Ozone treatment is an efficient and reliable method that is particularly suitable for tough commercial kitchen environments. All components are located outside the ventilation system, and it is only the ozone that is injected into the dirty air stream. The design minimises the need for maintenance and cleaning.
Clean ducts prevent fires
Grease has just as much energy as diesel oil, burns easily and is difficult to put out. Preventing fires is therefore an additional important reason for installing ozone treatment. Cleaning the extract ducts from grease reduces both the fire hazard and the need for chimney-sweeping.
Safe use
The ozone is guided into the duct and then sucked away by the ventilation. Extract air is only cleaned when the ventilation system is operational. A pressure switch on the extract duct detects the negative pressure created when the fan is working, which makes it possible for the ozone treatment to start. If there is no negative pressure, the system will not start.
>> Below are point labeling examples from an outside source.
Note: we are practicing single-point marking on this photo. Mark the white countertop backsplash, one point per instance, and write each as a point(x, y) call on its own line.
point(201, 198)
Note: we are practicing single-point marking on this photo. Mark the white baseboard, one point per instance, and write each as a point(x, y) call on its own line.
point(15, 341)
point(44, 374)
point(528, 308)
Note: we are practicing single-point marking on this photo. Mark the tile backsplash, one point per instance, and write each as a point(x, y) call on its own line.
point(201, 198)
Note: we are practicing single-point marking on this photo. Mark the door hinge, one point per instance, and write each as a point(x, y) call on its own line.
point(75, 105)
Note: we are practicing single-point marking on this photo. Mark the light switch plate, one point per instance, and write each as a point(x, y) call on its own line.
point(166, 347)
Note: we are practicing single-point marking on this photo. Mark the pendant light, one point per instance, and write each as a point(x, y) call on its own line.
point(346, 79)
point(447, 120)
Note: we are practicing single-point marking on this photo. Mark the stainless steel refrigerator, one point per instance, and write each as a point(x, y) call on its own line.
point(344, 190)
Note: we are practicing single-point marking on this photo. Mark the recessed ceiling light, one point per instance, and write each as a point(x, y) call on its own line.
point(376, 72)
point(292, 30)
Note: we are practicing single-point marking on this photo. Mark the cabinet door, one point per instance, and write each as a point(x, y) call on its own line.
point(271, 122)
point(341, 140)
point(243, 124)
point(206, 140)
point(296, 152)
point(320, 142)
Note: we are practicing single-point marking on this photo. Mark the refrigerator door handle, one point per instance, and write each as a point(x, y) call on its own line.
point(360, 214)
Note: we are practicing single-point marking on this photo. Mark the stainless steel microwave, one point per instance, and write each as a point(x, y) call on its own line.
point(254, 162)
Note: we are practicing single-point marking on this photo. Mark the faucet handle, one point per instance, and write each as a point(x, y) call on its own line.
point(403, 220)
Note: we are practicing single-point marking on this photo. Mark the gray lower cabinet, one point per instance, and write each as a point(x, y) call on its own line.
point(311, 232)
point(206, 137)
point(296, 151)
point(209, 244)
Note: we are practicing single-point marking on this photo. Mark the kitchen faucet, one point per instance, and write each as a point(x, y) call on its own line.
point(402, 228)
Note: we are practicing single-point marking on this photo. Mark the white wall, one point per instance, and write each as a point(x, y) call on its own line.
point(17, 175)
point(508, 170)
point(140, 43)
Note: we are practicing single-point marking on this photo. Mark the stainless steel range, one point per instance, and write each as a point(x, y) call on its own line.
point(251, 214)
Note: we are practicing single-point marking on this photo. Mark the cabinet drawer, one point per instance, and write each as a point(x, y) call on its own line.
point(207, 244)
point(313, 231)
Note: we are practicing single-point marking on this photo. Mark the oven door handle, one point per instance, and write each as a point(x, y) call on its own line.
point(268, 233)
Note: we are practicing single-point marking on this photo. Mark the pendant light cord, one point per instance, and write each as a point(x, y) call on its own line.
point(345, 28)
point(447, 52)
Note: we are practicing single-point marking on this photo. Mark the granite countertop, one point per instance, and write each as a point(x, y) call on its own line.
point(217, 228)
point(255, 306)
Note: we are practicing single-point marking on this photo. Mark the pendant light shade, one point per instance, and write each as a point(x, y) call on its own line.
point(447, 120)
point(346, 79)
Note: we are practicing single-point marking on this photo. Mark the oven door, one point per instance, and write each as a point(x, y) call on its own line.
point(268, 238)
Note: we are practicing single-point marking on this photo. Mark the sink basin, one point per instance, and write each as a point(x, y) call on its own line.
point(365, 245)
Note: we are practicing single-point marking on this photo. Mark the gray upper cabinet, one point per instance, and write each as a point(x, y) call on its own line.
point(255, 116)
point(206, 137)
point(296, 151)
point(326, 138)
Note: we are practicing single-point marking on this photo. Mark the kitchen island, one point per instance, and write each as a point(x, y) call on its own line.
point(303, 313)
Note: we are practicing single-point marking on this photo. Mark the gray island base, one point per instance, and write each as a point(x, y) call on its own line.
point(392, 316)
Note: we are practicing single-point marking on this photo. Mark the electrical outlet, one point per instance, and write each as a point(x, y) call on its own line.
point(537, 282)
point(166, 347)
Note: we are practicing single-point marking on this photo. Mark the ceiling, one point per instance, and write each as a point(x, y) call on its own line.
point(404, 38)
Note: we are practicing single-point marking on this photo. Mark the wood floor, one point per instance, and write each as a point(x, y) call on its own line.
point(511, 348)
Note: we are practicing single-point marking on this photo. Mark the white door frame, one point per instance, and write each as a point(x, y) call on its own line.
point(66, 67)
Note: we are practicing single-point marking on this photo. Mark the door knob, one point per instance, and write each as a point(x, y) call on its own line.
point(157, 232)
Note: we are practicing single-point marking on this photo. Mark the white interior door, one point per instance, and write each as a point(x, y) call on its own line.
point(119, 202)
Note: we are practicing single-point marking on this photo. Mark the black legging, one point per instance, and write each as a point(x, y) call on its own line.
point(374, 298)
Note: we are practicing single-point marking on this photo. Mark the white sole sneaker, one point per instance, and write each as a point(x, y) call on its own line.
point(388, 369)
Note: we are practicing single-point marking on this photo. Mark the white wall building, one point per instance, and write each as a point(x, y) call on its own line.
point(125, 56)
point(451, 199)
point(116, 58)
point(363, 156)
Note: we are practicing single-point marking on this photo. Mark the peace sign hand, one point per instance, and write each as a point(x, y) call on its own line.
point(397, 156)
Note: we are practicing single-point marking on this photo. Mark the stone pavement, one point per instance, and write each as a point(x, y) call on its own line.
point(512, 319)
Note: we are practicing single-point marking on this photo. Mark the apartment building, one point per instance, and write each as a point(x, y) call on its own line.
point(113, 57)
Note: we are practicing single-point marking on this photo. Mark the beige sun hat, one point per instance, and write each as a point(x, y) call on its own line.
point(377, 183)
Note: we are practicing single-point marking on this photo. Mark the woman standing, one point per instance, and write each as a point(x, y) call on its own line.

The ozone treatment is therefore only carried out in the closed duct system, and there is never any ozone in the kitchen. We also recommend the installation of an ozone sensor to detect if there is any ozone in the kitchen air; The Swedish Work Environment Authority has developed hygienic limit values for ozone in indoor air or, in other words, acceptable average levels. The limit value for eight hours in a workplace is 0.1 ppm* (AFS 2018:1). If an error occurs, the ozone production turns off automatically.